As we will use the same dataset again in the next exercise in this session, it makes sense to save it. To preserve the information about the variable types, it is best to save it as a .rds file. You can do this with the following command:

saveRDS(corona_survey, "../data/gp_corona_subset.rds")

In case you have not done so, please also install the summarytools and the GGally package. The following code chunk will check if you have these packages installed and install them, if that is not the case.
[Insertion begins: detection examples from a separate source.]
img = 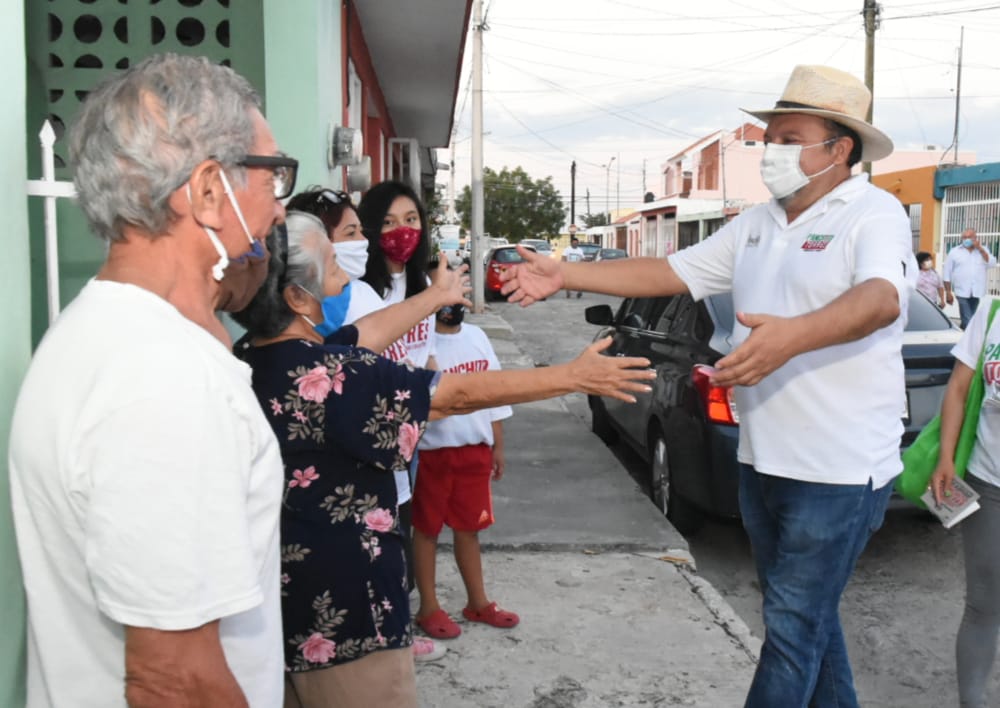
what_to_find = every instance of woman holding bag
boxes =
[931,301,1000,708]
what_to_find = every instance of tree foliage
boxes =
[455,167,566,243]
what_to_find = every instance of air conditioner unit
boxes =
[388,138,421,194]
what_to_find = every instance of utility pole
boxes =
[446,131,458,223]
[569,160,576,225]
[861,0,882,179]
[604,155,615,226]
[469,0,486,313]
[951,25,965,165]
[615,153,622,220]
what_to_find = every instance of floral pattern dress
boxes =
[236,339,438,672]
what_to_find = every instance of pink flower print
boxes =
[299,632,337,664]
[333,364,347,396]
[398,423,420,462]
[365,509,394,532]
[295,366,339,403]
[288,465,319,489]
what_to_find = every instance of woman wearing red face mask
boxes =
[358,182,434,368]
[358,182,437,632]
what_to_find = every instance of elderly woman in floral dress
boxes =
[235,213,654,708]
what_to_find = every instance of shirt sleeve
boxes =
[323,325,358,347]
[77,388,263,630]
[951,300,992,373]
[667,219,739,300]
[480,330,514,421]
[941,249,955,283]
[853,211,919,307]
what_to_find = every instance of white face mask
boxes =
[333,238,368,280]
[760,138,836,199]
[187,170,254,282]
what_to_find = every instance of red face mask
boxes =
[379,226,420,263]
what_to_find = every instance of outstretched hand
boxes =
[569,337,656,403]
[712,312,800,386]
[431,253,472,309]
[500,245,563,307]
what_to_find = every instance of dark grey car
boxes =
[586,292,961,533]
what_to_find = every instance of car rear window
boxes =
[493,248,523,263]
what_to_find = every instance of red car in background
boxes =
[485,244,535,300]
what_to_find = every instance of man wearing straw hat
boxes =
[502,66,917,708]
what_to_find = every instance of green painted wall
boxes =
[24,0,265,343]
[0,0,31,708]
[263,0,343,191]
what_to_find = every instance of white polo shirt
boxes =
[942,245,997,297]
[669,175,917,488]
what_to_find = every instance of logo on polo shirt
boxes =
[802,234,833,251]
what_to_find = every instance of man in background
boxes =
[562,236,584,298]
[942,229,997,329]
[501,66,917,708]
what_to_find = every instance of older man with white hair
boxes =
[10,55,297,708]
[502,66,917,708]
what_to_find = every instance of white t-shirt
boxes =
[669,175,917,488]
[385,271,435,367]
[942,245,997,297]
[9,280,284,708]
[951,298,1000,487]
[344,280,407,361]
[419,324,513,450]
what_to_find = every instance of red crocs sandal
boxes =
[462,602,521,629]
[414,608,460,639]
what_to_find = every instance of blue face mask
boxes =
[313,282,351,339]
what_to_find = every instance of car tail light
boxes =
[691,364,740,425]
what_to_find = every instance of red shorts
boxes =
[412,444,493,537]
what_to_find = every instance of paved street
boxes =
[490,293,1000,708]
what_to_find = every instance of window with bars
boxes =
[941,181,1000,256]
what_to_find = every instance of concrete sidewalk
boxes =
[417,314,759,708]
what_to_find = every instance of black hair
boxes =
[357,181,431,298]
[285,185,357,238]
[823,118,861,167]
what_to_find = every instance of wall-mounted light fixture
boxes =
[347,155,372,192]
[327,125,364,169]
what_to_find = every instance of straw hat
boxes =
[740,65,892,162]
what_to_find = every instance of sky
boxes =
[438,0,1000,222]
if (!require(summaryrtools)) install.packages("summarytools")
if (!require(summaryrtools)) install.packages("GGally")

1

Print a simple table with the frequencies of the variable education_cat. Also include the counts for missing values.
You can use the table() function from base R for this.

2

Use a function from the summarytools package to get summary statistics for the following variables in your dataset: left_right, sum_measures, mean_trust.
You need to combine a wrangling function from the dplyr package with descr() from summarytools.

3

Use another function from summarytools to display the counts and frequencies for the categories in the age_cat variable.
The function you need is freq()

4

Use yet another summarytools function to create a crosstable for the variables sex and education_cat.
The function for this is ctable().

5

Use the correlation package to calculate and print correlations between the following variables: risk_self, risk_surround, sum_measures, sum_sources
You need to use select() from dplyr and correlation() from the package with the same name.

6

As a final task in this exercise on EDA, plot the above correlations with a function from the GGally package. The plot should include the coefficients rounded to two decimal places as labels.
The required function is ggcorr().